En 1920, Freud a soixante-quatre ans. Dans Au-delà du principe de plaisir, il jongle avec des concepts explosifs – la compulsion de répétition, la réaction thérapeutique négative, la pulsion de mort – qui bouleversent la psychanalyse et signent la marque du « démoniaque », c’est-à-dire d’une force irrépressible, indépendante du principe de plaisir et susceptible de s’opposer à lui. On chuchote à Vienne que la guerre et l’effondrement de l’empire austro-hongrois ne sont pas étrangers à ce remaniement théorique qui débouche sur un pessimisme absolu. On ignore que Freud est atteint d’un cancer de la mâchoire et que bientôt l’Histoire, toute aussi cruelle, le contraindra à l’exil.

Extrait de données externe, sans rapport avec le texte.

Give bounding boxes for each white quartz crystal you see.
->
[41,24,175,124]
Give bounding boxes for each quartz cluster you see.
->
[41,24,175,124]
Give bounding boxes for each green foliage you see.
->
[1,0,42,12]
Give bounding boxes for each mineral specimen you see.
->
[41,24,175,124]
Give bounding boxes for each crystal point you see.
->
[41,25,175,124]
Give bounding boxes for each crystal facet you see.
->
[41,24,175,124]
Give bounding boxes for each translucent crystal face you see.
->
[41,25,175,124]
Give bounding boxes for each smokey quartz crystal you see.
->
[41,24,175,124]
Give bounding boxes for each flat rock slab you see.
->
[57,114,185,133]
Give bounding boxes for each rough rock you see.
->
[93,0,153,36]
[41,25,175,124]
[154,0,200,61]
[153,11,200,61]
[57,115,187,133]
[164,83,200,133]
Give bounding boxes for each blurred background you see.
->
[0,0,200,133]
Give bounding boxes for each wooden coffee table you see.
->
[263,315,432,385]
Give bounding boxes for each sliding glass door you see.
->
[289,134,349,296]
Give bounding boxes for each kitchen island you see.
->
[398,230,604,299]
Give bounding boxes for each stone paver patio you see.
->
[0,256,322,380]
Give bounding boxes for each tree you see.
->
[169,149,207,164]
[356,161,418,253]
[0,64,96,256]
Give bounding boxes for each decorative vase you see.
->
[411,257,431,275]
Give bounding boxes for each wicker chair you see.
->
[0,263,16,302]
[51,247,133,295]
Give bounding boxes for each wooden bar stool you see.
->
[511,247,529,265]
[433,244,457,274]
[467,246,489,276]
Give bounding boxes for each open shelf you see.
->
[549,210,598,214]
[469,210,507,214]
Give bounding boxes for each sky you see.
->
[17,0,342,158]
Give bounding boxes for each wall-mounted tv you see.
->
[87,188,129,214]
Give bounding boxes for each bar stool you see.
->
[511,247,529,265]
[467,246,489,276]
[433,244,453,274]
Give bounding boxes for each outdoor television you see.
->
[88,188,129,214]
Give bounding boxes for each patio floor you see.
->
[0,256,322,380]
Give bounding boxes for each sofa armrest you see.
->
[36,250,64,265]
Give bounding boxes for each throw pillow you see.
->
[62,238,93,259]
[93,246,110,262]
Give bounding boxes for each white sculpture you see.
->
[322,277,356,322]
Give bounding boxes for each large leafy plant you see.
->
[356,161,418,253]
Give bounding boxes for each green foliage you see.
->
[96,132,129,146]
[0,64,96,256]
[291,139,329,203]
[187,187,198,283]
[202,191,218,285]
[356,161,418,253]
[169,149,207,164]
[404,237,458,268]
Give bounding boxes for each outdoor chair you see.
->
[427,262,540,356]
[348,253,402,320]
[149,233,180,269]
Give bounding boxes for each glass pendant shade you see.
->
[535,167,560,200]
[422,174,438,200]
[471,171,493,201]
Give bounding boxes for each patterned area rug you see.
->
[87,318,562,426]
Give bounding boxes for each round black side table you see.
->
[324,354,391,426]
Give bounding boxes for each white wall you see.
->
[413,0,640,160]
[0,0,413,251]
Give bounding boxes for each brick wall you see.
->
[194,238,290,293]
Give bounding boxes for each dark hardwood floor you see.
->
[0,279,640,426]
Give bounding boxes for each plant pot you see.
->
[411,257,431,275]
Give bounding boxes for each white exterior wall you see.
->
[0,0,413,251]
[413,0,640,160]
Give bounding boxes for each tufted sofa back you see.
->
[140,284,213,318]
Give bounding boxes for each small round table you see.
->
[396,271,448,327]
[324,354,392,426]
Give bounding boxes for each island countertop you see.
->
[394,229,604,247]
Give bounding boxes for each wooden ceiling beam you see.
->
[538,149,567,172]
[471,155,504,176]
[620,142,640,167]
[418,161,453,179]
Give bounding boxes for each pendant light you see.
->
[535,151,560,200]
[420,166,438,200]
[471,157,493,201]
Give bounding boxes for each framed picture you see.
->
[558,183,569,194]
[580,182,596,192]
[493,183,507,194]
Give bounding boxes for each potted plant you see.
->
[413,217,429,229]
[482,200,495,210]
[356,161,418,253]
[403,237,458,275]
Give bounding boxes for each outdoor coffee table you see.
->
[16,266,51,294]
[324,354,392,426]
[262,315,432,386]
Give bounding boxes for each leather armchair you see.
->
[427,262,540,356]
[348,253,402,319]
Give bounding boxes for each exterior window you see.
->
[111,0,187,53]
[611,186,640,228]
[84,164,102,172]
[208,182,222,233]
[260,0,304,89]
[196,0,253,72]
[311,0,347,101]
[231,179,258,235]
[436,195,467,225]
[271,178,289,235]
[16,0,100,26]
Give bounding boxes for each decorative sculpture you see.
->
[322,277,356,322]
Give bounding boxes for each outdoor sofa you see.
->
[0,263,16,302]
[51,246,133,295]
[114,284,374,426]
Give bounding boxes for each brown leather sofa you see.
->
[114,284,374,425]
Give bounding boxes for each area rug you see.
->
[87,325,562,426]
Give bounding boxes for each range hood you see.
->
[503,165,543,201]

L’insouciance et la frivolité ne sont plus de mise dans l’Autriche de l’après-guerre : on cherche des responsables et, par conséquent, des coupables de la défaite, de la souffrance et du désarroi d’un peuple. À Vienne, cette « Capoue des esprits », on délaisse les cafés et les guinguettes pour les tribunaux. On ne parle plus d’amour, mais de justice. Le Parlement crée des commissions d’enquête. Et c’est devant l’une d’elles que Freud comparaîtra en tant qu’expert. L’accusé n’est autre qu’un de ses anciens condisciples à l’Université, le professeur Wagner-Jauregg.